Hangatnya permukaan air laut membuat intensitas hujan menurun. Hal tersebut menyebabkan kekeringan di daerah-daerah, seperti Australia, India, Asia Tenggara, Indonesia, dan Amerika Selatan bagian timur laut. Sementara itu, curah hujan justru meningkat di tempat-tempat seperti Peru, Chile, dan Ekuador.

Pemimpin studi, Junjie Liu, mengatakan bahwa daerah di Amerika Selatan, Afrika, dan Indonesia mengeluarkan 2,5 gigaton karbon lebih banyak dibanding pada 2011.

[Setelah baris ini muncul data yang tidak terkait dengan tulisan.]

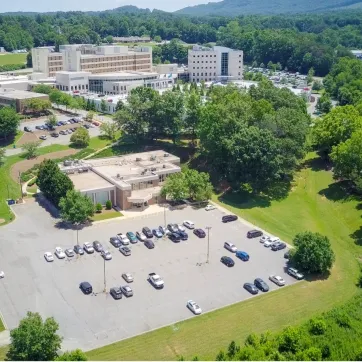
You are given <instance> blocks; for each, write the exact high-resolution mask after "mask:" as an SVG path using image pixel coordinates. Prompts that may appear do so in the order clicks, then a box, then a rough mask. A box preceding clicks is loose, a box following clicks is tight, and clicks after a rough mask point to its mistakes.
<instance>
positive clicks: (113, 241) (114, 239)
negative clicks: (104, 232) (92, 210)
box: [109, 236, 122, 248]
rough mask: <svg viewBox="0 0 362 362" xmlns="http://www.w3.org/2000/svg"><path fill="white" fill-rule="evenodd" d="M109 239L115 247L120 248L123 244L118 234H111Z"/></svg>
mask: <svg viewBox="0 0 362 362" xmlns="http://www.w3.org/2000/svg"><path fill="white" fill-rule="evenodd" d="M109 241H110V243H111V244H112V245H113V246H114V247H115V248H119V247H120V246H121V245H122V243H121V240H119V239H118V237H117V236H111V237H110V238H109Z"/></svg>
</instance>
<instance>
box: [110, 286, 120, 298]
mask: <svg viewBox="0 0 362 362" xmlns="http://www.w3.org/2000/svg"><path fill="white" fill-rule="evenodd" d="M109 294H110V295H111V296H112V297H113V298H114V299H116V300H118V299H122V290H121V288H119V287H115V288H111V289H110V290H109Z"/></svg>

"Analisis kami menunjukkan bahwa lebihan karbon dioksida ini menjelaskan perbedaan tingkat pertumbuhan karbon dioksida di atmosfer antara tahun 2011 dan tahun-tahun puncak, yakni 2015-2016," jelas Liu.

"Data OCO-2 memungkinkan kita untuk mengukur bagaimana pertukaran karbon di daratan dan atmosfer di masing-masing wilayah yang terpengaruh selama El Nino berlangsung," imbuh dia.

 

2 dari 2 halaman

Hubungan El Nino terhadap Meningkatnya CO2

Studi tersebut menggabungkan data OCO-2 untuk mengetahui proses spesifik di setiap wilayah yang berkontribusi terhadap meningkatnya CO2 secara tajam.

Di timur dan tenggara Amerika Selatan terjadi kekeringan terparah dalam tiga dekade terakhir. Suhu yang berada di atas rata-rata, membuat vegetasi di sana mengalami stres dan menyebabkan melambatnya fotosintesis -- membuat tanaman lebih sedikit mengambil karbon dari atmosfer.

Pada saat yang sama, Afrika mengalami suhu yang lebih panas tapi tak mengalami kekeringan. Hal itu mempercepat laju pembusukan pohon dan tanaman yang mati sehingga menghasilkan lebih banyak CO2.

"Kami tahu El Nino adalah salah satu faktor hal ini, tapi sampai sekarang kami tak mengerti, dalam skala wilayah, apa proses terpentinganya," ujar Wakil Proyek Sains misi OCO-2, Annemarie Eldering.

"Memahami bagaimana siklus karbon di wilayah ini merespons El Nino akan memungkinkan ilmuwan untuk memperbaiki model siklus karbon, yang harus mengarah pada prediksi yang membaik soal bagaimana planet kita merespons kondisi serupa di masa depan."

"Temuan tim menyiratkan bahwa jika iklim masa depan membawa kekeringan lebih lama, seperti yang diakibatkan El Nino terakhir, akan lebih banyak karbon dioksida yang mungkin tertinggal di atmosfer, yang menyebabkan kecenderungan menghangatnya Bumi semakin jauh," jelas Eldering.

Beberapa orang mungkin melihat proses alamiah itu sebagai bukti bahwa bukan manusia yang menyebabkan perubahan iklim. Namun, hal tersebut tak semata-mata dapat dibenarkan karena banyak penelitian lain telah menungkap "peran" manusia atas perubahan iklim, sedikit atau banyak.